82 days until I turn 30, so what now?
Dear reader,
It’s never been easy for me to start a project. So no wonder I have been putting off writing this story for over a week. Whether it is my disturbed executive function brought to you by my undiagnosed ADHD (I’ll know in less than a month when I get my results), my unbalanced libra sign scales or my irrefutable perfectionist mindset, the cliché sentence ‘It is what it is!” comes to my rescue in ending my first paragraph.
Because endings have always been more fun. Take it from someone who grew up devouring romantic comedies in a post-communism Romania and finding solace in every single happily ever after. Endings are certain, they present you with the beloved hero at the end of their journey when they have become their best self. It’s the moment after you’ve kissed, after the big performance, after you’ve defeated the villain and more importantly after you know the whole story.

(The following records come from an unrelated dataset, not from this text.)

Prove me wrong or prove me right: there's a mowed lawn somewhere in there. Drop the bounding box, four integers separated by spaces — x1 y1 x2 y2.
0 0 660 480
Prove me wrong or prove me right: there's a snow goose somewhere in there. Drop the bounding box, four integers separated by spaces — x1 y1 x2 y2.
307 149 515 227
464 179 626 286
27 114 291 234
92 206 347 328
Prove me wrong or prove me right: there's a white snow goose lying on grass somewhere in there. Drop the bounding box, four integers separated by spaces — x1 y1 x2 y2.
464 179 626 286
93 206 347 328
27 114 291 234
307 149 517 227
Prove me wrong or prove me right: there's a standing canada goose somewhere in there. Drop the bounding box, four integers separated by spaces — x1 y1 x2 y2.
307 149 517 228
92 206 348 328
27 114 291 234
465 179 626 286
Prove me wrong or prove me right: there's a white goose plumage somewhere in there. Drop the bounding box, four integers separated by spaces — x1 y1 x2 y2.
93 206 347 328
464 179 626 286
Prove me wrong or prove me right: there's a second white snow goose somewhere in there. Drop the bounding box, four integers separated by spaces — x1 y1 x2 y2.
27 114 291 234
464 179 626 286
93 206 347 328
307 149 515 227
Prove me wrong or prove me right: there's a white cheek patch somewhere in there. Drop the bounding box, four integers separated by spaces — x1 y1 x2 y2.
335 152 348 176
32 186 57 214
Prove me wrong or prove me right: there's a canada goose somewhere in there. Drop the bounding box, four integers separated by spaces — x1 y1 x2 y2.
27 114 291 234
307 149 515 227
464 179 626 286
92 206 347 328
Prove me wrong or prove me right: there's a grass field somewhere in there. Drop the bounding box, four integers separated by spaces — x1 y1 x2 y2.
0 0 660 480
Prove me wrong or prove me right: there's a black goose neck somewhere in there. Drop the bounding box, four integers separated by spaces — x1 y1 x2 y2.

Starting anything is scary. The infinite possibilities have always been paralyzing and with the outcome impossibly far ahead, I decide to limit it. And what better way than using numbers. Maybe that’s why I always liked math in school. I knew the ending or better said, I had a set of rules to get there. The binary aspect of it, either right or wrong, was comforting.
That leads me to my current situation. I have exactly 3.28 € in my bank account and 0 savings, a job I dislike and over 50 motivational letters sent to other companies (definitely hanging in there) but this is not a pity parade. A quick brainstorm already gifted me with 44 ideas to turn into stories. Writing a post each day will not solve all of my life’s challenges. But it is a beginning.